Luana Francischini said...

Pelo texto, dá para perceber que você se sente à vontade para trabalhar com os fluxos. O resultado é uma narrativa com bom ritmo, original e que não compromete o entendimento do assunto. Parabéns!

Fábio Guerra said...

Concordo com o comentário acima. Interessante a maneira como você conduz o texto, Josi. O fluxo aparece em vários momentos, sendo que fica claro que você transita pela narração e faz a ponte para o fluxo sem perder a linha da história.

Muito Bom!

Najara Lima said...

Gostei do texto também. Senti o fluxo de consciência de forma muito mais constante que no meu texto, por exemplo. Legal também quando no começo o narrador interfere na história para expor uma opinião a respeito do nome de Esmeralda. Senti também saudade das minhas avós.
Parabéns, Josie.

André Martins e Ariele Andrade said...

Fluxo de Consciência e Descrição bem presentes...

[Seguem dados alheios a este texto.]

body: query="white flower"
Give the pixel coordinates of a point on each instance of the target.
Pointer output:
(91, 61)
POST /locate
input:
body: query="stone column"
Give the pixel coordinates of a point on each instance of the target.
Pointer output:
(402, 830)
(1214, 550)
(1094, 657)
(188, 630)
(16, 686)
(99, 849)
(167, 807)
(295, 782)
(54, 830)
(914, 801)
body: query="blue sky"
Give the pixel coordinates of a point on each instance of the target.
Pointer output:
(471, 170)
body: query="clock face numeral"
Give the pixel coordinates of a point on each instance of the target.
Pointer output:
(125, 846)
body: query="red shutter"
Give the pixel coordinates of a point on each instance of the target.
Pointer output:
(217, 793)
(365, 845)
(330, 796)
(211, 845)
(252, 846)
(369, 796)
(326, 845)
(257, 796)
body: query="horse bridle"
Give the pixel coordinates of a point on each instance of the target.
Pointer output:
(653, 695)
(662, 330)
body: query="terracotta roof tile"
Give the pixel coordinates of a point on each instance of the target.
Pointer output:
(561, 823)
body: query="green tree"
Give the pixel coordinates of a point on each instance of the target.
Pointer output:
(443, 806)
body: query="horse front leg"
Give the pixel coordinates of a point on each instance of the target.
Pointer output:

gostei do texto... me senti na história, parecia q eu estava naquele quarto e sala junto com Esmeralda.

Débora said...

Não consegui compreender se o fato foi real, ou não. Mas, em matéria de fluxo de consciência, gostei muito!

Vivian Barbosa said...

despertou emoções! cumpriu o mais importante, que foi o uso do fluxo e de forma muito interessante. Parabéns, Josi!

Leandro Colling said...

concordo com os comentários, parabéns.